Share your dilemmas and get honest opinions from other Mumsnetters.

To think it’s not going to be a case of heating or eating for many families

453 replies

LadyCatStark · 09/03/2022 11:45

We can forget heating altogether! I know it’s a nice little rhyme but for many, many families it’s going to be a case of eating or putting just enough petrol in the car to get you to work to pay all these increased costs. Eating yourself, or feeding your kids (hopefully most people will choose their kids). Eating healthily or eating cheap rubbish.

I’ve just nipped to Aldi as I had a work appointment cancel in the area and spent £40 just on the few bits I needed, not even a proper shop. I could have cried that I’d driven even just the 15 minutes to my appointment and it was cancelled and every drop of fuel counts.

OP posts:
bitemyarsenic · 13/03/2022 17:48

status- I wouldn't have said most of those things were particularly high status tbh? Maybe gin clubs. Prosecco if anything seems to be seen as quite lower class.
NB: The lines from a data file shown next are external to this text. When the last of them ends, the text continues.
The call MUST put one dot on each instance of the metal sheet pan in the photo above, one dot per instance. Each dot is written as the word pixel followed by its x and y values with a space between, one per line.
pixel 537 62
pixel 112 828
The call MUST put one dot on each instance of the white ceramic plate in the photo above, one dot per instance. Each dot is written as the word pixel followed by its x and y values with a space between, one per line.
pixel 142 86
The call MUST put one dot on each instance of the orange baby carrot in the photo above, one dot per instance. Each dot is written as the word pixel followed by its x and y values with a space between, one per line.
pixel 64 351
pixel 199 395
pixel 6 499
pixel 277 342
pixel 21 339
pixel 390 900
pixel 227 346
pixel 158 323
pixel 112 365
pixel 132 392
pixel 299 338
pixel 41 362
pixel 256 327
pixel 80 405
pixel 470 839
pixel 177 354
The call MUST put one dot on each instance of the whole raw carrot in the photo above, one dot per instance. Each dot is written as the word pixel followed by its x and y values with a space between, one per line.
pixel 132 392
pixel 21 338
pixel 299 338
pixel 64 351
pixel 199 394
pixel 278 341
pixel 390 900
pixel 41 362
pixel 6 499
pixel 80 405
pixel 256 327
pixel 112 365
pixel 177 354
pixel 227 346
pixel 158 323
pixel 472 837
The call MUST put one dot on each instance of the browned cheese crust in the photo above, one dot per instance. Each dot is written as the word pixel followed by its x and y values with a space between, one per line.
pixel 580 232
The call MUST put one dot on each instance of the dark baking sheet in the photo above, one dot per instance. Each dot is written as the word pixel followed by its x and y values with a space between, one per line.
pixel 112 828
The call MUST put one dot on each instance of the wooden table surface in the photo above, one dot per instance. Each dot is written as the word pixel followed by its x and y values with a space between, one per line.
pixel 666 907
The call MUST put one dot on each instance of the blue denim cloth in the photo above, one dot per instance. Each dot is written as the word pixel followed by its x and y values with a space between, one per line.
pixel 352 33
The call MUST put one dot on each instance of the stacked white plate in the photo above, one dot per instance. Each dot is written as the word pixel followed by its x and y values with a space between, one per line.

Takeaways are at minimum not a middle class/posh thing.

I dont actually drink or have multiple subscriptions/ takeaways so I dont get the appeal but it seems to be a thing that others post about on SM.
Presumably to show off ?

Anyway my point stands.
Less consumption of these things plus increased exercise will hopefully lead to a healthier population
Hopefully being the operative word !

itispersonal · 13/03/2022 18:04

I agree there's going to be a big recession and lots of job loses.

People will have to prioritise petrol and foods to get to work and eat. Heating will become a 'luxury'.

HardyBuckette · 13/03/2022 18:25

@bitemyarsenic

status- I wouldn't have said most of those things were particularly high status tbh? Maybe gin clubs. Prosecco if anything seems to be seen as quite lower class. Takeaways are at minimum not a middle class/posh thing.

I dont actually drink or have multiple subscriptions/ takeaways so I dont get the appeal but it seems to be a thing that others post about on SM.
Presumably to show off ?

Anyway my point stands.
Less consumption of these things plus increased exercise will hopefully lead to a healthier population
Hopefully being the operative word !

This just seems like very unwarranted optimism. There might be a cohort of people who do get healthier when they have less money, assuming the stress doesn't undo the good work of the more walking.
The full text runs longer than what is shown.